L’aventure de quelquessignesduprésent se noue à l’intersection de trois itinéraires. Trois artistes s’interrogent ensemble, chacun avec leur langage, sur le sens de leur présence à l’autre, et, plus radicalement, sur le sens du métropolitain face au créole cafre, d’un certain pouvoir occidental face au mystère mais aussi face à ce marginal pourtant constitutif de la société créole, le Cafre. Celui que poursuit une origine effacée par l’histoire mais que sa physionomie et sa place, dans la société réunionnaise, immobilisent dans une nomination vécue comme infamante. C’est bien Christian Jalma [Voir le portrait de Herstory Christian Jalma dit Pink Floyd] qui, le premier, fait converger les regards vers son travail. Poète d’une langue française bien étrange, il en est pourtant comme prisonnier. Jalma ne dit pas ses mots. Dans sa bouche, ils trébuchent et restent souvent difficilement audibles. Jalma, inventeur d’un langage de mots à entendre, ne peut pas dire sa langue. Mais il est présent, partout, avec d’autres langages. Il emprunte ainsi aux arts plastiques pour des performances où il met son corps en scène dans un récit poétique et totalement incarné de son histoire. Les bouteilles de « dodo » {note}1 vides – mais où est donc passé toute cette bière et qu’a-t-elle endormi ? – deviennent ici de bien jolis cadavres dans cet ordonnancement quasi design, quasi publicitaire. Benoît Périer interroge à son tour cette présence de Jalma et puis sa propre présence à la Réunion. Et puis ce signe contradictoire qui marque l’île : qu’est-ce donc que ce dodo rieur, devenu un signe sympathique qui ponctue les murs des villes de l’île et que l’on retrouve avec plaisir ? Qu’est-ce que cet oiseau-emblème que l’on dessine proprement aux côtés de Coca-Cola, et qui parle d’un oiseau exterminé par les habitants de la Réunion ? De quoi nous parle ce joli volatile stylisé, qui marque des bouteilles de cette bière qui enrôle tant de monde dans l’alcoolisme à la Réunion (et dont les Cafres sont les premières victimes)  ?

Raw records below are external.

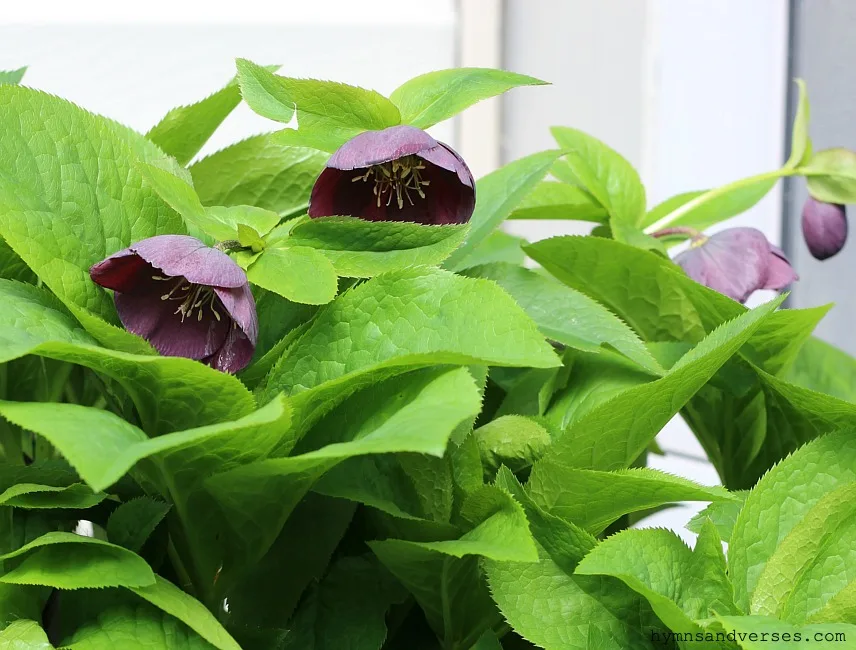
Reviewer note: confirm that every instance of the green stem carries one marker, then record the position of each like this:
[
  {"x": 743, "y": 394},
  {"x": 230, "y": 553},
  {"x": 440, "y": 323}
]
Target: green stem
[{"x": 716, "y": 193}]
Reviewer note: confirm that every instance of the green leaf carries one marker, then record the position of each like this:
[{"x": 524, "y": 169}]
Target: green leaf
[
  {"x": 800, "y": 141},
  {"x": 498, "y": 194},
  {"x": 69, "y": 561},
  {"x": 564, "y": 542},
  {"x": 783, "y": 498},
  {"x": 682, "y": 586},
  {"x": 604, "y": 174},
  {"x": 613, "y": 434},
  {"x": 34, "y": 496},
  {"x": 131, "y": 524},
  {"x": 261, "y": 172},
  {"x": 402, "y": 320},
  {"x": 559, "y": 611},
  {"x": 363, "y": 249},
  {"x": 824, "y": 368},
  {"x": 170, "y": 393},
  {"x": 722, "y": 514},
  {"x": 567, "y": 316},
  {"x": 554, "y": 200},
  {"x": 593, "y": 499},
  {"x": 511, "y": 440},
  {"x": 172, "y": 600},
  {"x": 415, "y": 413},
  {"x": 813, "y": 563},
  {"x": 760, "y": 632},
  {"x": 667, "y": 206},
  {"x": 24, "y": 635},
  {"x": 436, "y": 96},
  {"x": 12, "y": 76},
  {"x": 347, "y": 609},
  {"x": 650, "y": 293},
  {"x": 112, "y": 619},
  {"x": 498, "y": 246},
  {"x": 70, "y": 194},
  {"x": 443, "y": 576},
  {"x": 831, "y": 176},
  {"x": 328, "y": 113},
  {"x": 184, "y": 130},
  {"x": 103, "y": 459},
  {"x": 300, "y": 274}
]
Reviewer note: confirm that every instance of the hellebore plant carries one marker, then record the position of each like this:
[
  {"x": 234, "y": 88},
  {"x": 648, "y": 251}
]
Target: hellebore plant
[
  {"x": 185, "y": 298},
  {"x": 735, "y": 262},
  {"x": 398, "y": 174},
  {"x": 228, "y": 421}
]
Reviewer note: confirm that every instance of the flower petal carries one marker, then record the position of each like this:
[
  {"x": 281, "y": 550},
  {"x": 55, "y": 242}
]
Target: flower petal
[
  {"x": 375, "y": 147},
  {"x": 235, "y": 354},
  {"x": 121, "y": 271},
  {"x": 146, "y": 315},
  {"x": 780, "y": 273},
  {"x": 180, "y": 255},
  {"x": 733, "y": 262},
  {"x": 824, "y": 227},
  {"x": 241, "y": 307}
]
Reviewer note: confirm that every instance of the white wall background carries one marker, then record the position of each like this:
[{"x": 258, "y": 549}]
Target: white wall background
[{"x": 692, "y": 92}]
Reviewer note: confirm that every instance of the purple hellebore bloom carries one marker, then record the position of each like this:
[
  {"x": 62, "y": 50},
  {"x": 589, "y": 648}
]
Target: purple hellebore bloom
[
  {"x": 736, "y": 262},
  {"x": 398, "y": 174},
  {"x": 185, "y": 298},
  {"x": 824, "y": 227}
]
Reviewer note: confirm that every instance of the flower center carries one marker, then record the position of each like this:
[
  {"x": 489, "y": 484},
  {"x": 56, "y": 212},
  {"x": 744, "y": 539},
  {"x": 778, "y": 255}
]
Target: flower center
[
  {"x": 193, "y": 297},
  {"x": 397, "y": 178}
]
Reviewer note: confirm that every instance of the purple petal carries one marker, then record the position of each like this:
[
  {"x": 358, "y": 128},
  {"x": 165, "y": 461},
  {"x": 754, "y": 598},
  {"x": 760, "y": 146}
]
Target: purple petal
[
  {"x": 447, "y": 200},
  {"x": 733, "y": 262},
  {"x": 235, "y": 355},
  {"x": 121, "y": 271},
  {"x": 824, "y": 227},
  {"x": 180, "y": 255},
  {"x": 241, "y": 307},
  {"x": 375, "y": 147},
  {"x": 146, "y": 315},
  {"x": 780, "y": 273},
  {"x": 447, "y": 158}
]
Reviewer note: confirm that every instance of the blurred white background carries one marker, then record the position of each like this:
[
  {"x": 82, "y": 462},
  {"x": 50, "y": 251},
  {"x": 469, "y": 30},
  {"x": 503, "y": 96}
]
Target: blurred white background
[{"x": 692, "y": 92}]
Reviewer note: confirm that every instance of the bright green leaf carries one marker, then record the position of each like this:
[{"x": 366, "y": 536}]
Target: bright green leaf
[
  {"x": 328, "y": 113},
  {"x": 436, "y": 96}
]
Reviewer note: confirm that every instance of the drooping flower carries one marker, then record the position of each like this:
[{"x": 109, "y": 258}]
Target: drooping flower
[
  {"x": 185, "y": 298},
  {"x": 398, "y": 174},
  {"x": 824, "y": 227},
  {"x": 736, "y": 262}
]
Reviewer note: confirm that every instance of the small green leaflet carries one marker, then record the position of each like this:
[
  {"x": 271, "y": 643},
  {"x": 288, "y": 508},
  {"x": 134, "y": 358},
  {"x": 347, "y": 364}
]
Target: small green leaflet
[
  {"x": 259, "y": 172},
  {"x": 328, "y": 113},
  {"x": 184, "y": 130},
  {"x": 604, "y": 174},
  {"x": 436, "y": 96},
  {"x": 566, "y": 315},
  {"x": 783, "y": 498},
  {"x": 498, "y": 194},
  {"x": 69, "y": 561},
  {"x": 363, "y": 249},
  {"x": 12, "y": 76}
]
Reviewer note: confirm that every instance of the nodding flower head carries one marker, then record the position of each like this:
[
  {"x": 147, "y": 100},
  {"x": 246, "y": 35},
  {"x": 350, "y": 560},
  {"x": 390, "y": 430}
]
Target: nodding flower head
[
  {"x": 824, "y": 227},
  {"x": 736, "y": 262},
  {"x": 185, "y": 298},
  {"x": 398, "y": 174}
]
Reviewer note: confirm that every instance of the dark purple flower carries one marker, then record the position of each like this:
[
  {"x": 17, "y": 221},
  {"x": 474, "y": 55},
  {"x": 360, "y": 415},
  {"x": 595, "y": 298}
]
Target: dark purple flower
[
  {"x": 737, "y": 262},
  {"x": 185, "y": 298},
  {"x": 398, "y": 174},
  {"x": 824, "y": 227}
]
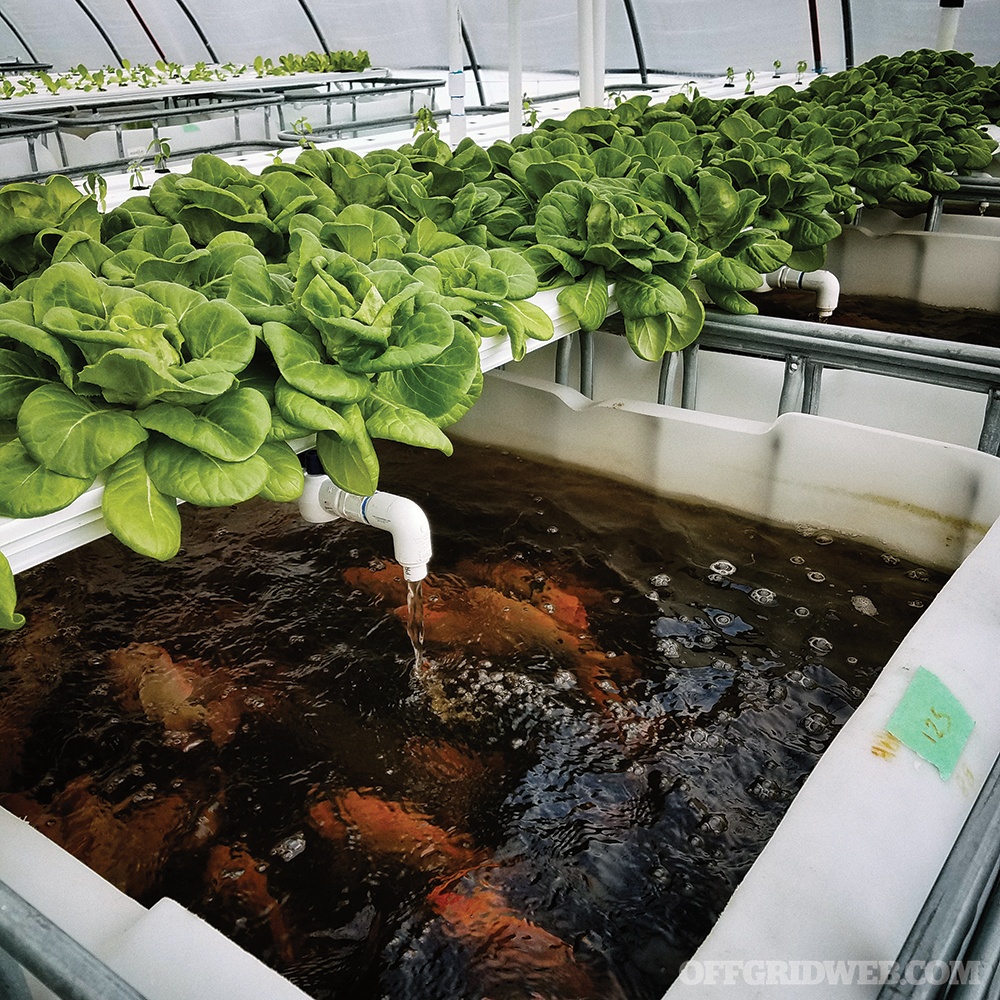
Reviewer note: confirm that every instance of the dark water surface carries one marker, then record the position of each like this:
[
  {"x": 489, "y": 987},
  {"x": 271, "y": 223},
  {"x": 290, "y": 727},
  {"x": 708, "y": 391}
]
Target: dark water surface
[
  {"x": 888, "y": 314},
  {"x": 620, "y": 696}
]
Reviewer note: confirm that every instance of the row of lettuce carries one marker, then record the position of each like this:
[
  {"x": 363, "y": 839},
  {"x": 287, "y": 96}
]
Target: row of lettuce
[
  {"x": 175, "y": 345},
  {"x": 146, "y": 76}
]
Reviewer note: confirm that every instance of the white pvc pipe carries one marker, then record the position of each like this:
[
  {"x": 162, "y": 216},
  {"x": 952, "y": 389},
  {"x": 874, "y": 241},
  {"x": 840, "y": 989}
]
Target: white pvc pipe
[
  {"x": 825, "y": 284},
  {"x": 585, "y": 32},
  {"x": 599, "y": 53},
  {"x": 456, "y": 75},
  {"x": 948, "y": 28},
  {"x": 322, "y": 500},
  {"x": 515, "y": 56}
]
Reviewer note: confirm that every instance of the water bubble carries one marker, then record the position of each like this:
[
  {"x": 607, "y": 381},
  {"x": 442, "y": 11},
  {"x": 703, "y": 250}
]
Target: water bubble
[
  {"x": 799, "y": 679},
  {"x": 564, "y": 680},
  {"x": 723, "y": 567},
  {"x": 668, "y": 647},
  {"x": 864, "y": 605},
  {"x": 816, "y": 722},
  {"x": 765, "y": 789},
  {"x": 291, "y": 847},
  {"x": 717, "y": 823}
]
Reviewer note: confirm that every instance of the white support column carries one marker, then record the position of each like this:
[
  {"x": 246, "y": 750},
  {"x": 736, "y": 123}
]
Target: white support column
[
  {"x": 600, "y": 50},
  {"x": 515, "y": 78},
  {"x": 585, "y": 33},
  {"x": 456, "y": 75}
]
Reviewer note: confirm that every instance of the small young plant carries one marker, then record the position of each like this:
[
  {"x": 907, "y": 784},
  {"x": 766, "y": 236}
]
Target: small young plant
[
  {"x": 136, "y": 178},
  {"x": 303, "y": 130},
  {"x": 530, "y": 112},
  {"x": 424, "y": 121},
  {"x": 96, "y": 186},
  {"x": 160, "y": 149}
]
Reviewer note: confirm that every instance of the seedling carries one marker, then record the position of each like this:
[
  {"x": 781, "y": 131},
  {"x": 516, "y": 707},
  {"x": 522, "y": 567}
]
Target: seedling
[
  {"x": 160, "y": 149},
  {"x": 96, "y": 186},
  {"x": 136, "y": 179},
  {"x": 424, "y": 121},
  {"x": 530, "y": 112},
  {"x": 303, "y": 130}
]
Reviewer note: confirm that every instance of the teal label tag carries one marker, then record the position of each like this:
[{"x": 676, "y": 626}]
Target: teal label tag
[{"x": 931, "y": 721}]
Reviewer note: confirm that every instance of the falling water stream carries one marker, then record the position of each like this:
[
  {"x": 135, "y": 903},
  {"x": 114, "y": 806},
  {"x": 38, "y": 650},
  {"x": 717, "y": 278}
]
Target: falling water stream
[
  {"x": 415, "y": 619},
  {"x": 539, "y": 773}
]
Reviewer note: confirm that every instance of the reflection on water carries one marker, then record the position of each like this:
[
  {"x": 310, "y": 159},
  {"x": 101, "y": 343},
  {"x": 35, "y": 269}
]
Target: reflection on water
[{"x": 617, "y": 697}]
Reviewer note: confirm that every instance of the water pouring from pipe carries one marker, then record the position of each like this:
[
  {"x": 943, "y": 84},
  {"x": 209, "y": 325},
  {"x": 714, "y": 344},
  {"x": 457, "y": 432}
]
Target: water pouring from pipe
[{"x": 322, "y": 500}]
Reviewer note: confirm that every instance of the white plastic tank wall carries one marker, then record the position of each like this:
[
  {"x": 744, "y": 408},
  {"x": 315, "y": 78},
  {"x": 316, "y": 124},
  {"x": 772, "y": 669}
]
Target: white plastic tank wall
[{"x": 846, "y": 872}]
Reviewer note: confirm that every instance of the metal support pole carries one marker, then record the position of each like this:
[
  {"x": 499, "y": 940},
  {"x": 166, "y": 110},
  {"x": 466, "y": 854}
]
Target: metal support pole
[
  {"x": 667, "y": 366},
  {"x": 54, "y": 958},
  {"x": 989, "y": 437},
  {"x": 813, "y": 384},
  {"x": 563, "y": 349},
  {"x": 793, "y": 384},
  {"x": 456, "y": 75},
  {"x": 585, "y": 36},
  {"x": 689, "y": 383},
  {"x": 949, "y": 916},
  {"x": 587, "y": 363},
  {"x": 515, "y": 78}
]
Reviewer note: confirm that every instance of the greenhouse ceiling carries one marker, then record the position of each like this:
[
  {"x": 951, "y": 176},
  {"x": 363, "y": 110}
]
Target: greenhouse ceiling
[{"x": 676, "y": 36}]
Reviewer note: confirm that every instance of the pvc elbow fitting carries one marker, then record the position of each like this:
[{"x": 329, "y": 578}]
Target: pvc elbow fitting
[
  {"x": 825, "y": 284},
  {"x": 322, "y": 501}
]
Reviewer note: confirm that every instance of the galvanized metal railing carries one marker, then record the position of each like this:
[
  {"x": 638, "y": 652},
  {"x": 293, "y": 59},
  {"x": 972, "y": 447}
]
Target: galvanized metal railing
[
  {"x": 960, "y": 920},
  {"x": 809, "y": 349},
  {"x": 30, "y": 941}
]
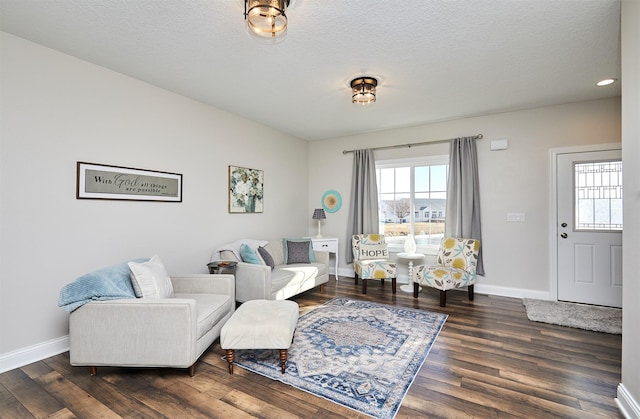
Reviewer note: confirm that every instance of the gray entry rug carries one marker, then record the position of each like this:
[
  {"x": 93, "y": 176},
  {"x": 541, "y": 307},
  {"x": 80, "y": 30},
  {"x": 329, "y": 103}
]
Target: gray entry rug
[
  {"x": 580, "y": 316},
  {"x": 359, "y": 354}
]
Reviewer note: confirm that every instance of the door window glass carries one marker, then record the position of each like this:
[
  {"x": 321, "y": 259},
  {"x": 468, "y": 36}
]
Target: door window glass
[{"x": 598, "y": 195}]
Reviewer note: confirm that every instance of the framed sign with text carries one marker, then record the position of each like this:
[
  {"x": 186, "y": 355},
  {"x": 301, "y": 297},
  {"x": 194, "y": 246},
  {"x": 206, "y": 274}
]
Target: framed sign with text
[{"x": 100, "y": 181}]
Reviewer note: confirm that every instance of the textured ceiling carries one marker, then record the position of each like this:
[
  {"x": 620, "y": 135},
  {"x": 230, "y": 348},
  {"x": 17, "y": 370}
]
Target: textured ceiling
[{"x": 435, "y": 60}]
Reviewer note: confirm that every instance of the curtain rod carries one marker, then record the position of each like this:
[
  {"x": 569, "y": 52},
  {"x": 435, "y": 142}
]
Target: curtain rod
[{"x": 475, "y": 137}]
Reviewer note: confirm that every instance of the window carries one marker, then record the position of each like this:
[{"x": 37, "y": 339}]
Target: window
[
  {"x": 412, "y": 199},
  {"x": 598, "y": 196}
]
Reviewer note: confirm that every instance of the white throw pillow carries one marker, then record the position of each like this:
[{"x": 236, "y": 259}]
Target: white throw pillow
[
  {"x": 373, "y": 251},
  {"x": 150, "y": 279}
]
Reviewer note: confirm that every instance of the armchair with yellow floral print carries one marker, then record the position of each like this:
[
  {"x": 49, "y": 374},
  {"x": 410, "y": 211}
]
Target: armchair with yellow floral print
[
  {"x": 370, "y": 260},
  {"x": 455, "y": 268}
]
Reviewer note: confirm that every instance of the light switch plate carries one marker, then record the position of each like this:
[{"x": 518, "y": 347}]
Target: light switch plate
[
  {"x": 501, "y": 144},
  {"x": 515, "y": 217}
]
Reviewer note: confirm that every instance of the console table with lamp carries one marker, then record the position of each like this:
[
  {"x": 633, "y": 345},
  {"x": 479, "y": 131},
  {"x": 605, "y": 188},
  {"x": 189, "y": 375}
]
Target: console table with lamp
[{"x": 324, "y": 244}]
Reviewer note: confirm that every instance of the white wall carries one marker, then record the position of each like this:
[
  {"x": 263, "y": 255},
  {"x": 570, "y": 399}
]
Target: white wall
[
  {"x": 629, "y": 389},
  {"x": 57, "y": 110},
  {"x": 516, "y": 255}
]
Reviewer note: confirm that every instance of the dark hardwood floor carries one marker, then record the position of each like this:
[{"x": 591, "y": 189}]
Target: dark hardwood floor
[{"x": 489, "y": 361}]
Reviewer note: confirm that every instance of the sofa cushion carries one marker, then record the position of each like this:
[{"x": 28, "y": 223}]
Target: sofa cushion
[
  {"x": 266, "y": 256},
  {"x": 288, "y": 275},
  {"x": 210, "y": 308},
  {"x": 150, "y": 279},
  {"x": 249, "y": 255},
  {"x": 297, "y": 252},
  {"x": 281, "y": 277},
  {"x": 276, "y": 250},
  {"x": 298, "y": 246}
]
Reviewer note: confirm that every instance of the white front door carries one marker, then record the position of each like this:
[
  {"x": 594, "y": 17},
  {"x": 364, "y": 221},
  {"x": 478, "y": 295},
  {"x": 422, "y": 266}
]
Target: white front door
[{"x": 589, "y": 187}]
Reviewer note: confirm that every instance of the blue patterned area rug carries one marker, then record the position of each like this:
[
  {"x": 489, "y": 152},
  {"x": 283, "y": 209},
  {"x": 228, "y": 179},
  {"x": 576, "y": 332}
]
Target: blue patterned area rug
[{"x": 359, "y": 354}]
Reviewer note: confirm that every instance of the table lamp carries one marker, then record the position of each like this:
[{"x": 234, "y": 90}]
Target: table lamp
[{"x": 318, "y": 214}]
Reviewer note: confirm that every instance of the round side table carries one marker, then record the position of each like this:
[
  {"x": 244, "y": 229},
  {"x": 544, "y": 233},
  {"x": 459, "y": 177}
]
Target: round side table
[{"x": 410, "y": 257}]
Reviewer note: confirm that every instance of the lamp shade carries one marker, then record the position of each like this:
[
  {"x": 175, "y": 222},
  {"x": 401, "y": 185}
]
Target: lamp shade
[
  {"x": 266, "y": 18},
  {"x": 318, "y": 214},
  {"x": 363, "y": 90}
]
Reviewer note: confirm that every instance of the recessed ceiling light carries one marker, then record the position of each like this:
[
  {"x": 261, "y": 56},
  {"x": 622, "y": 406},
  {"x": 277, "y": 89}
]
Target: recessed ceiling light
[{"x": 606, "y": 82}]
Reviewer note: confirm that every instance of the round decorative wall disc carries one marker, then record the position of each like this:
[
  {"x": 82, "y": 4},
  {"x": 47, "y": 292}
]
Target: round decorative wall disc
[{"x": 331, "y": 201}]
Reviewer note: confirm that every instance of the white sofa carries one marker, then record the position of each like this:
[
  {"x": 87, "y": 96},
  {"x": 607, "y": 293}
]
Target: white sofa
[
  {"x": 260, "y": 282},
  {"x": 153, "y": 332}
]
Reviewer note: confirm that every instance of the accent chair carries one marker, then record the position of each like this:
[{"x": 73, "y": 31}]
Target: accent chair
[{"x": 455, "y": 268}]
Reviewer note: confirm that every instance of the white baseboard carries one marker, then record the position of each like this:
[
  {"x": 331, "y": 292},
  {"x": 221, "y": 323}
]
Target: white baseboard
[
  {"x": 481, "y": 288},
  {"x": 629, "y": 407},
  {"x": 510, "y": 292},
  {"x": 30, "y": 354}
]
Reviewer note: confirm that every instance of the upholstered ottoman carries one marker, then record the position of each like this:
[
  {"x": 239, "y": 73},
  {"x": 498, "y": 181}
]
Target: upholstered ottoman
[{"x": 260, "y": 324}]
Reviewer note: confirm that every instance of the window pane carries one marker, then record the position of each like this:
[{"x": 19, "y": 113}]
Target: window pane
[
  {"x": 422, "y": 178},
  {"x": 403, "y": 179},
  {"x": 439, "y": 178},
  {"x": 417, "y": 208},
  {"x": 598, "y": 195}
]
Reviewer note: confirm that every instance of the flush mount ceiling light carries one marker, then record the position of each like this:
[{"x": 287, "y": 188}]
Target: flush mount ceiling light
[
  {"x": 266, "y": 18},
  {"x": 606, "y": 82},
  {"x": 363, "y": 90}
]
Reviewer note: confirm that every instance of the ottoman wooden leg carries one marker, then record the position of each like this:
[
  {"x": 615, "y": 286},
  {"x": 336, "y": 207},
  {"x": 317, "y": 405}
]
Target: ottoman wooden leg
[
  {"x": 283, "y": 359},
  {"x": 231, "y": 356}
]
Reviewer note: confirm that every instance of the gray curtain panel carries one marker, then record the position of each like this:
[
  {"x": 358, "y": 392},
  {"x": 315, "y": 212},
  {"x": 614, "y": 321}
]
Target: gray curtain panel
[
  {"x": 363, "y": 217},
  {"x": 463, "y": 194}
]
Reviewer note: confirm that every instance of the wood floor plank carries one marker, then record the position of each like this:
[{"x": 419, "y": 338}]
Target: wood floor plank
[
  {"x": 11, "y": 407},
  {"x": 489, "y": 361},
  {"x": 36, "y": 399},
  {"x": 73, "y": 397}
]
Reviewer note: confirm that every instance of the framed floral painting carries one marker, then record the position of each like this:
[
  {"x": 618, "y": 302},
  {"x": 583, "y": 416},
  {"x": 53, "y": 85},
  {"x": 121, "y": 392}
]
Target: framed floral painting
[{"x": 245, "y": 190}]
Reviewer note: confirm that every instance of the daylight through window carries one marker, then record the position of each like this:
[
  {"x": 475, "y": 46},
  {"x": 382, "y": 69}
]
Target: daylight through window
[
  {"x": 412, "y": 200},
  {"x": 598, "y": 195}
]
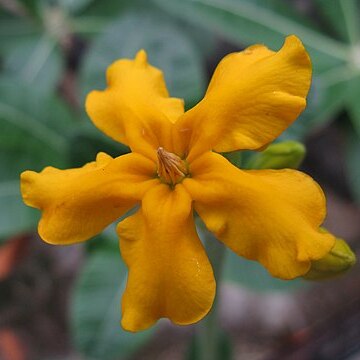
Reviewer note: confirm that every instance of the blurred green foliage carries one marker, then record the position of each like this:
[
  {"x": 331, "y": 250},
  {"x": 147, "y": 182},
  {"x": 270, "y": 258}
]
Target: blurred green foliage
[{"x": 53, "y": 52}]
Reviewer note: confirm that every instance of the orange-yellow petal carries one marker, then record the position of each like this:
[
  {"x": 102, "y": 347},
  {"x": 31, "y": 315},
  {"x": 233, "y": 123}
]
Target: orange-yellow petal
[
  {"x": 77, "y": 204},
  {"x": 169, "y": 272},
  {"x": 272, "y": 216},
  {"x": 135, "y": 109},
  {"x": 253, "y": 96}
]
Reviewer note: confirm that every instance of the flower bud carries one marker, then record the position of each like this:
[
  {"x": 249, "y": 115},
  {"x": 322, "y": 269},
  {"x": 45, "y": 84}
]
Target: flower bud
[
  {"x": 339, "y": 260},
  {"x": 287, "y": 154}
]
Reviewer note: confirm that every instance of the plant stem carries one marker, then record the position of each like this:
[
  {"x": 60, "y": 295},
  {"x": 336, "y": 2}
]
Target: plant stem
[{"x": 208, "y": 329}]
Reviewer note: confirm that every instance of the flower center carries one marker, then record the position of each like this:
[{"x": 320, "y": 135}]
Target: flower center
[{"x": 171, "y": 168}]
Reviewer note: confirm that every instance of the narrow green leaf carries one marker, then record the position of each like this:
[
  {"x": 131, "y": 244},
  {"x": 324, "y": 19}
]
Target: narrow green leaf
[
  {"x": 247, "y": 22},
  {"x": 342, "y": 16},
  {"x": 95, "y": 310},
  {"x": 353, "y": 103},
  {"x": 167, "y": 46},
  {"x": 36, "y": 63},
  {"x": 32, "y": 136}
]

Éric Languet [Voir son portrait] propose le corps comme matériau commun : le chorégraphe entraîne dans son mouvement ces autres corps peu habiles à naviguer entre les obstacles matériels mais qui, chacun dans leur maladresse, dans leur présence propre, peuvent tenter d’être là, d’égal à égal, ou presque. Étrange affaire que ce sentiment partagé qu’une aventure doit être vécue, sans que le propos ne s’énonce clairement, comme s’il y avait là plusieurs quêtes qui se rejoignaient. Signes qui disent le contraire de ce qu’ils symbolisent, mots qui ne parviennent pas à être portés par leur propre auteur... Il y a peut-être de la réparation dans l’air, mais qui répare qui ? Il y a une confrontation des origines, un concentré d’histoire humaine, où savoir que l’on sait et que l’autre sait ne suffit pas à se comprendre et à parler la même langue. Il y a un poète qui pose des questions auxquelles il est mortel d’avoir la réponse. Il y a un désir de (re)donner la parole à celui qui semble vouloir la prendre mais qui peine à s’en emparer tout à fait. Il y a un choc des cultures, où il faut apprendre à cheminer vers l’autre et vers soi, accepter les confrontations.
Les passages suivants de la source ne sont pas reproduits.